For christs sake - I want to listen to debate in chamber but people ringing my office abusing my staff so dipping out to check ok! #syria— stellacreasy (@stellacreasy) December 2, 2015
Can anyone confirm if this is Stella Creasy's front garden? Do you recognise anyone? pic.twitter.com/7AhwNx4Xmy— Sarah_Woolley (@Sarah_Woolley) December 2, 2015
On Tuesday night, anti-war protesters marched through Walthamstow and held a vigil outside of Creasy’s constituency office in northeast London. Activists plastered her door and windows with sticky notes spelling out the word “No” to pressure the undecided MP to vote against airstrikes.
Reports had originally claimed the group had marched to Creasy’s home. Organizers denied this, and insisted they had staged a peaceful vigil. The Metropolitan Police confirmed that no arrests had been made and that the demonstration was peaceful.

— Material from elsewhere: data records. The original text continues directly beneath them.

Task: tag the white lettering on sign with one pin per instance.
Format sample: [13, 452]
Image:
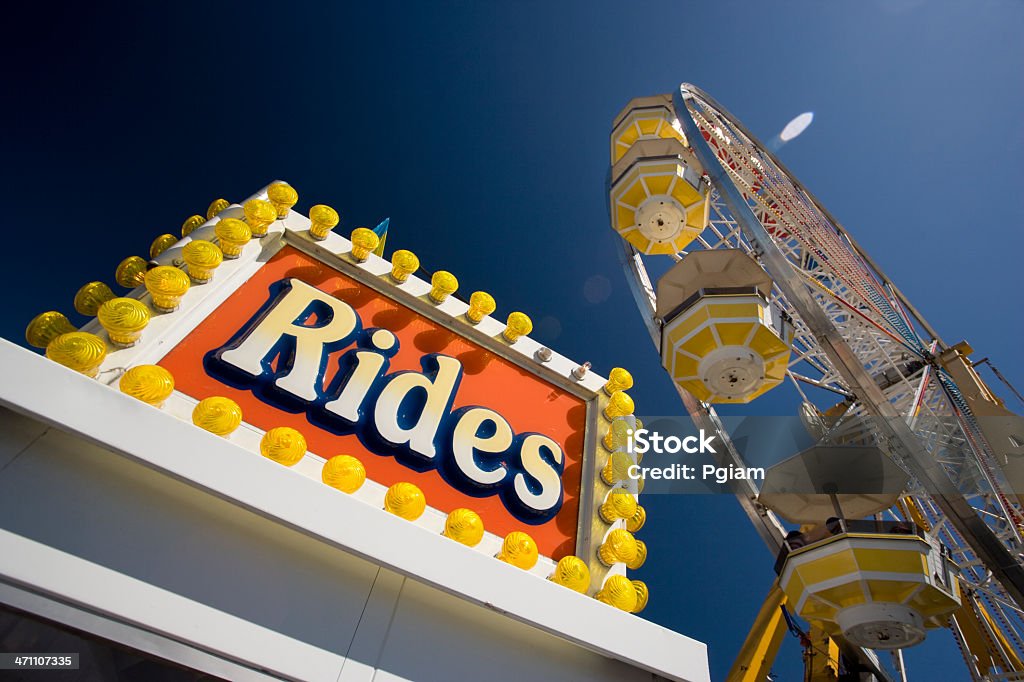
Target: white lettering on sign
[284, 352]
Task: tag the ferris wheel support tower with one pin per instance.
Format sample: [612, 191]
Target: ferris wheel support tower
[854, 335]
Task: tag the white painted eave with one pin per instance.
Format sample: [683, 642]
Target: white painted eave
[53, 394]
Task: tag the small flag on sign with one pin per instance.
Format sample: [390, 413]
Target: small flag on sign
[381, 231]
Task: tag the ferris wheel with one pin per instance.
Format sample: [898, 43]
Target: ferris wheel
[759, 286]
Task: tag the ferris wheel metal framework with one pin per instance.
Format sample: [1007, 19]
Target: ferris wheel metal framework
[857, 337]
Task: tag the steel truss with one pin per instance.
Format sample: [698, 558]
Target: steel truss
[858, 341]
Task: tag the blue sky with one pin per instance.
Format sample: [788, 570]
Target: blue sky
[481, 130]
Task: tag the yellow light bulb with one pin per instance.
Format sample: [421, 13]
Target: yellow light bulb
[642, 595]
[167, 285]
[617, 435]
[124, 320]
[259, 214]
[619, 546]
[91, 296]
[283, 444]
[233, 236]
[162, 244]
[202, 257]
[617, 468]
[619, 504]
[620, 405]
[216, 207]
[217, 415]
[150, 383]
[518, 325]
[571, 571]
[190, 223]
[620, 592]
[322, 220]
[481, 304]
[284, 197]
[638, 519]
[519, 550]
[619, 380]
[131, 271]
[364, 242]
[404, 500]
[45, 327]
[641, 556]
[81, 351]
[403, 263]
[344, 472]
[464, 525]
[442, 285]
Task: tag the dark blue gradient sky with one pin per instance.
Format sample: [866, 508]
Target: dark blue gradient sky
[481, 129]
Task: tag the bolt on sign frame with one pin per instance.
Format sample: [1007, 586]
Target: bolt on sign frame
[857, 339]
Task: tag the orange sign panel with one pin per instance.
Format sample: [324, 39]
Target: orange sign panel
[303, 345]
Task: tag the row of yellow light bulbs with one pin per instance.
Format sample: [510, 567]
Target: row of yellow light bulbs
[221, 416]
[322, 220]
[124, 318]
[620, 545]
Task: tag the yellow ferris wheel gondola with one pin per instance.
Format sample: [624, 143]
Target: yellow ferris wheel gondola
[722, 340]
[644, 118]
[658, 196]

Creasy wasn’t the only undecided Labour MP who complained of intimidation. Many anti-war activists took to Twitter and email to attack rebellious Labour MPs.
Diana Johnson MP said she had received an email to her parliamentary address, saying: “Six months after the vote on bombing Syria the Labour Party members will lobby in the constituency Labour parties to move a vote of no confidence at constituency meetings in those Labour Party MPs who vote to bomb Syria.”
Many MPs, including those expected to vote against airstrikes, have come out against abusive tactics used by protesters.
Jess Phillips, MP for Birmingham Yardley, said: “People using Syria for their political ends to get rid of MPs are utter scum. You are colluding with your enemies.”
Diane Abbott MP, shadow international development secretary, cautioned activists: “Sensible arguments persuade, not intimidation.”
The airstrikes vote has revealed deep divisions within the Labour Party. While Labour leader Jeremy Corbyn opposes military intervention, urging the government not to “rush to war,” other senior Labour figures, including Shadow Foreign Secretary Hillary Benn, are expected to back the government. An estimated 40 Labour MPs are expected to defy Corbyn and vote for airstrikes on Islamic State in Syria.